Those Detergent Pods Everyone Loves Are Poisoning Children Who Eat Them

Impact

Laundry detergent pods stop you from using too much liquid detergent and save you from getting slimy blue goo all over your hands.

Unfortunately, the brightly colored pods have a dark side: Staggering numbers of children are ingesting them, and the results can be fatal.

A study published this week in the journal Pediatrics found that 17,230 children under 6 years old experienced skin or eye injuries from, swallowed or inhaled laundry detergent pods between 2012 and 2013, CBS News reports. The outcomes were sometimes severe: 769 of the children were hospitalized, 30 went into comas, 12 had seizures and one died.

Half of the children reportedly vomited, while smaller percentages experienced "coughing or choking," "eye pain or irritation," "drowsiness or lethargy" and "red eye or conjunctivitis." 

Why they're so dangerous: The detergent in pods is more concentrated than bottled liquid detergent, an American Cleaning Institute spokesperson told CBS News. And unlike liquid detergent, the pods often look like something you'd find in a candy store.

"We have never seen anything like this with laundry detergent in the past," lead study author Dr. Gary Smith, director of the Center for Injury Research and Policy at Nationwide Children's Hospital, told CBS News. "This is why we need to get the word out to parents if they decide to use this product among young children."

Pat Sullivan/AP

Previous concerns: In 2012 — two years after detergent pods entered the market — the Centers for Disease Control and Prevention warned that the pods were an "emerging public health concern," CBS News reported. 

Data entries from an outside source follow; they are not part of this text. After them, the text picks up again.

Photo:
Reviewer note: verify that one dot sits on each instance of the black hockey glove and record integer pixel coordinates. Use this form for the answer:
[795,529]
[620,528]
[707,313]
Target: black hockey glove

"Parents and caregivers should be particularly aware that young children might be drawn to laundry detergent pods because of their candy-like appearance, and that exposure to laundry detergent from pods has been associated with more severe adverse health effects," the report said.

Consumer Reports warned of the pods' dangers in 2012, and in 2015 removed them from its list of recommended laundry detergents, according to USA Today.

What's being done: Detergent companies have tried to make the pods safer. Some have made the packets harder to open and opaque in color, so they look less like candy.

Manufacturers' websites warn of the dangers, too: Tide, perhaps the best-known pod purveyor, urges parents to keep the packets out of reach of children. 

But given the thousands of kids they're harming — an average of one per hour, according to CBS News — perhaps it's time everyone switches back to liquid detergent.